Near and above treeline the avalanche danger will increase to MODERATE on NW-N-NE-E aspects steeper than 35 degrees due to new snow and wind. Pockets of MODERATE danger may form on those aspects in wind loaded below treeline terrain as well. Human triggered avalanches will be possible today. Use caution and evaluate snow covered slopes carefully when traveling in the backcountry.

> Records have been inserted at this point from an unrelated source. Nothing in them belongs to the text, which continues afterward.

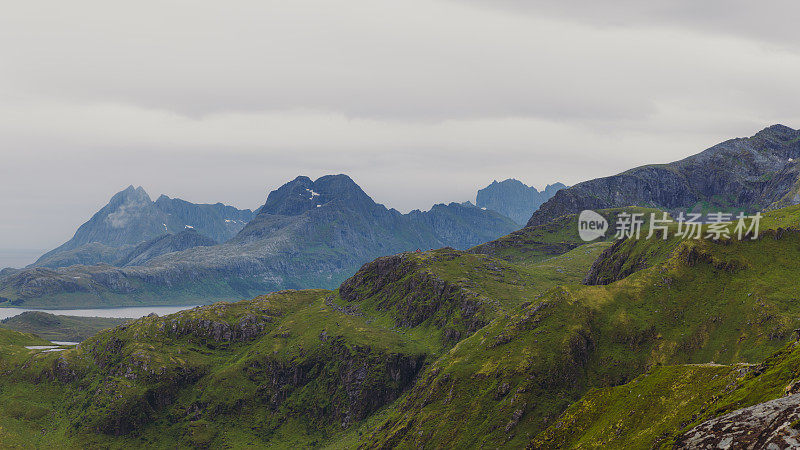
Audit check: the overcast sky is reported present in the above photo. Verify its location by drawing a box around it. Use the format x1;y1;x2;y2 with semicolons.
0;0;800;260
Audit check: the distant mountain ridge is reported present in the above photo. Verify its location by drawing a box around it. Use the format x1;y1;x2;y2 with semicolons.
33;186;253;268
0;175;518;307
476;178;567;226
527;125;800;226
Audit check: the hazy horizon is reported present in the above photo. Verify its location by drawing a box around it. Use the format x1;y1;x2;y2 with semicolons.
0;0;800;251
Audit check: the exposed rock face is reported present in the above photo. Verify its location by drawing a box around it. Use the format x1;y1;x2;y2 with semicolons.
114;229;217;266
0;175;517;306
676;394;800;450
528;125;800;226
476;178;567;225
33;186;253;268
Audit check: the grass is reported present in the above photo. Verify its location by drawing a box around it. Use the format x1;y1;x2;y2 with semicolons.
0;208;800;448
0;311;130;342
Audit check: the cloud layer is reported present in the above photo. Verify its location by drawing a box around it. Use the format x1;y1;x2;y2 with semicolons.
0;0;800;256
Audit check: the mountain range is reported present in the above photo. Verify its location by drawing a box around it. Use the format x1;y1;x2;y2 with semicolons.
0;127;800;449
32;186;254;268
527;125;800;226
0;175;518;307
475;178;567;223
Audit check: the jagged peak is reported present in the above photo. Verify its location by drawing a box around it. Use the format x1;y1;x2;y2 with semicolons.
259;174;375;216
753;123;798;140
109;185;152;203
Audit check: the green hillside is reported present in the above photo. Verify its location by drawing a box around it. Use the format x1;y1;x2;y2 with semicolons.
0;207;800;448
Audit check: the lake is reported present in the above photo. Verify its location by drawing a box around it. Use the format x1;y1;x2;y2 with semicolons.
0;305;198;320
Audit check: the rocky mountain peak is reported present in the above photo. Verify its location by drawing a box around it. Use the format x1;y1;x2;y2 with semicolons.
259;174;374;216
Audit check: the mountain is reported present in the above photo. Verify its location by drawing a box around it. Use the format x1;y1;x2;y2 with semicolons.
0;204;800;449
32;186;253;268
476;178;567;226
114;228;217;267
0;175;518;307
527;125;800;226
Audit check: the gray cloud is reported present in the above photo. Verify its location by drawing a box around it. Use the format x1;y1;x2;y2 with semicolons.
0;0;800;260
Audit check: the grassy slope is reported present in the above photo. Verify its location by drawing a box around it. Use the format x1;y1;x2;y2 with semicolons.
0;208;800;447
0;311;129;342
531;342;800;448
0;212;608;448
368;208;800;447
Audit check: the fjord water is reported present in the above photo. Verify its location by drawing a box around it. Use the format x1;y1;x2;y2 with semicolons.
0;305;197;320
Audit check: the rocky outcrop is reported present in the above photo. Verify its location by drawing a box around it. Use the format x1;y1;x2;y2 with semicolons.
339;250;489;344
527;125;800;226
675;394;800;450
114;229;217;266
476;178;567;225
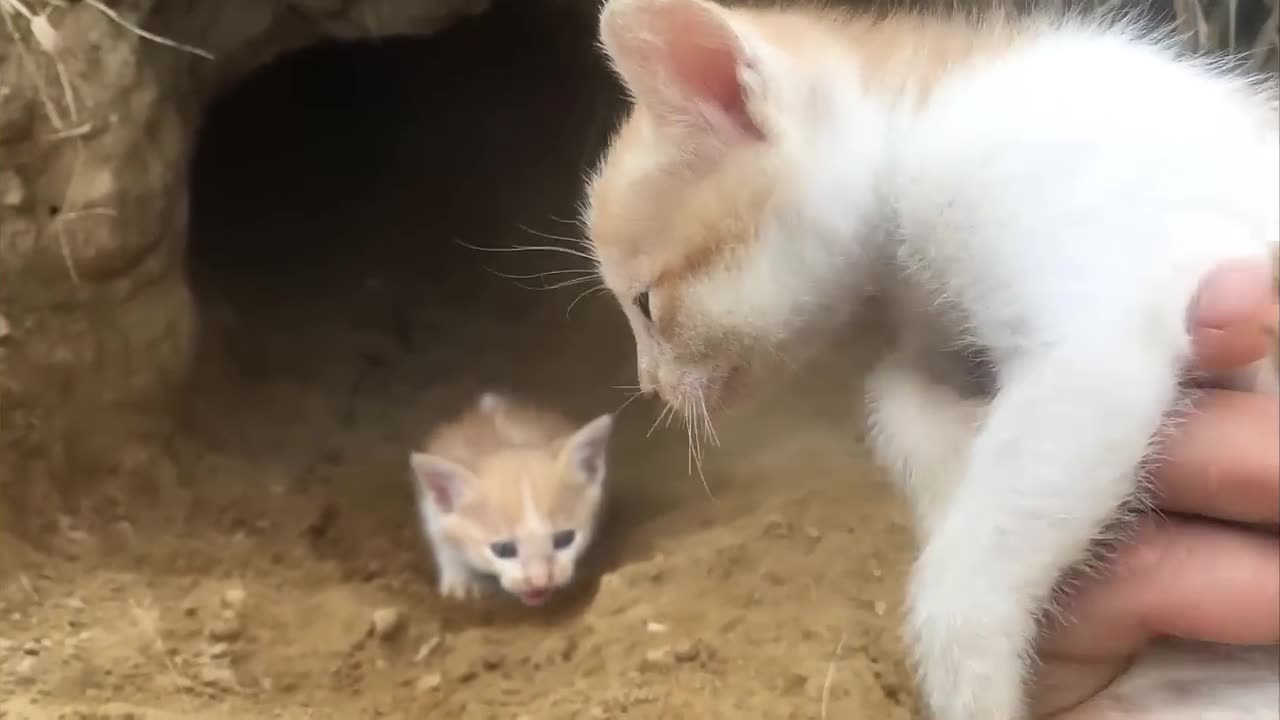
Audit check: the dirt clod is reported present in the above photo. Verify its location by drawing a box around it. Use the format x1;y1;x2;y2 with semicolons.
223;588;247;614
369;607;406;642
206;610;244;642
413;673;444;694
671;641;701;662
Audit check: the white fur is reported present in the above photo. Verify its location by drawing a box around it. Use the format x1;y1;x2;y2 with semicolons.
588;0;1280;720
870;19;1280;720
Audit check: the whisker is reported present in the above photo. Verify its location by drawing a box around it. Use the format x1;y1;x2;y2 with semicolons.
686;398;716;500
520;225;599;256
453;238;599;263
564;284;609;319
698;388;719;447
644;402;673;437
548;215;589;232
483;268;595;281
613;389;644;415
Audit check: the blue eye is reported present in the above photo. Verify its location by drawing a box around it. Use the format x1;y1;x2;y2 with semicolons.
489;541;517;560
552;530;577;550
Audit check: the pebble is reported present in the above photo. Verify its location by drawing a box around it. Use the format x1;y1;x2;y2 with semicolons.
671;641;701;662
764;515;791;538
370;607;404;641
223;588;247;612
413;673;444;694
644;644;675;665
413;635;440;662
209;643;232;659
206;611;244;642
0;170;27;208
200;664;238;689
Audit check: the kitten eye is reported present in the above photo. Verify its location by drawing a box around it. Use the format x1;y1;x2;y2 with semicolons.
489;541;517;560
635;290;653;323
552;530;577;550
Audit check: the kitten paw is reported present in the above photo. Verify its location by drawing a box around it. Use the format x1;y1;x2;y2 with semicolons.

Andy Anderson - Avalanche Forecaster, Tahoe National Forest


Weather Observations from along the Sierra Crest between 8200 ft and 8800 ft:

0600 temperature: 21-26 deg. F.
Max. temperature in the last 24 hours: 34-44 deg. F.
Average wind direction during the last 24 hours: Southwest
Average wind speed during the last 24 hours: 35-45 mph
Maximum wind gust in the last 24 hours: 90 mph
New snowfall in the last 24 hours: 3-6 inches
Total snow depth: 36-50 inches

Two-Day Mountain Weather Forecast - Produced in partnership with the Reno NWS

For 7000-8000 ft:

  Wednesday: Wednesday Night: Thursday:
Weather: Snow Mostly cloudy with some snow showers in the evening. Snow tapering off after midnight. Mostly cloudy becoming partly cloudy in the afternoon with a slight chance of snow showers.
Temperatures: 22-29 deg. F. 12-19 deg. F. 21-28 deg. F.
Wind direction: Southwest Southwest Northeast
Wind speed: 20-30 mph with gusts to 50 mph 10-15 mph with gusts to 25 mph decreasing after 10 pm 10-15 mph
Expected snowfall: 2-4 in. up to 1 in. O in.

For 8000-9000 ft:

  Wednesday: Wednesday Night: Thursday:
Weather: Snow Mostly cloudy with some snow showers in the evening. Snow tapering off after midnight. Mostly cloudy becoming partly cloudy in the afternoon with a slight chance of snow showers.
Temperatures: 16-23 deg. F. 7-14 deg. F. 21-27 deg. F.
Wind direction: Southwest Southwest Northeast
Wind speed: 20-30 mph with gusts to 45 mph 15-20 mph with gusts to 30 mph decreasing after 10 pm 10-15 mph with gusts to 25 mph in the afternoon
Expected snowfall: 3-6 in. up to 1 in. O in.